Shenghao Yang, Weizhi Ma, Zhiqiang Guo, Min Zhang, Haiyang Wu, Junjie Zhai, Chunhui Zhang, Yuekui Yang

3 citations

Abstract

With the development of multi-modal modeling techniques, recent sequential recommender systems enhance transferability by incorporating cross-domain universal multi-modal data, e.g., text and image. Existing methods typically adopt pairwise alignment to alleviate the gap between modalities. However, this alignment paradigm has limitations on explainability, consistency, and expansibility, resulting in suboptimal performance. This paper proposes a novel Explainable multi-modality Alignment method for transferable Rec ommender systems, i.e., EARec. Specifically, we design a two-stage framework to achieve explainable modality alignment in the source domain and recommendation based on aligned modality representations in the target domain. In the first stage, we adopt a generative task to align various modalities in parallel to a shared anchor with explainable meaning. All modalities share the same anchor to ensure consistent direction. Additionally, we treat behavior as an independent modality to integrate task-specific information into the alignment framework.
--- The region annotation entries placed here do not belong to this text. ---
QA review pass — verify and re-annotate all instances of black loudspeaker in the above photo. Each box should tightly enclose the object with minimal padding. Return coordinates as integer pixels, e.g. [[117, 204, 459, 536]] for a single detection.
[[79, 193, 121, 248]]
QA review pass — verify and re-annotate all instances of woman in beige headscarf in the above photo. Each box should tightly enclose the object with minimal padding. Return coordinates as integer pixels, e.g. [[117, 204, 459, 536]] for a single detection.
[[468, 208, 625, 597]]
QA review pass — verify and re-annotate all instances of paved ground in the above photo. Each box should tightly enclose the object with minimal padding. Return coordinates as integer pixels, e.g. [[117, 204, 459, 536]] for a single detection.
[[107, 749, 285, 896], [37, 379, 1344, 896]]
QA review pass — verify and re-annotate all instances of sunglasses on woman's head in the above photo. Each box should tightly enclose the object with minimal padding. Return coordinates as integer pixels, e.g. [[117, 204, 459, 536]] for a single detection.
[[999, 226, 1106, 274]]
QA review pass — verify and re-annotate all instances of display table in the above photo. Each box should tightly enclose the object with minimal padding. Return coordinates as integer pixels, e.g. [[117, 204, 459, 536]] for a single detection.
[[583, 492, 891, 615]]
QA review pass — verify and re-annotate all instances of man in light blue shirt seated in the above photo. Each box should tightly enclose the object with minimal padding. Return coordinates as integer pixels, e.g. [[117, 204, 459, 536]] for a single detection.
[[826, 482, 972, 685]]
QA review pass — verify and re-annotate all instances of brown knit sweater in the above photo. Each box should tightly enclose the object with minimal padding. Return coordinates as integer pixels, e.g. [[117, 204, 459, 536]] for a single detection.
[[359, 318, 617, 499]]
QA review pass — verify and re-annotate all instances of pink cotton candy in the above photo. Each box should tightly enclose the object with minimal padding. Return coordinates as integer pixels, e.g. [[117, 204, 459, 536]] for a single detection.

In the second stage, we compose multiple item modality representation models trained in the first stage to obtain a unified model capable of understanding various modalities simultaneously, thereby providing high-quality item modality representations for recommendations in the target domain. Benefiting from the approach of parallel modality alignment followed by model composition, the framework shows flexibility in expanding new modalities. Experimental results on multiple public datasets demonstrate the superiority of EARec over baselines, and further analyses indicate the explainability and expansibility of the proposed alignment method.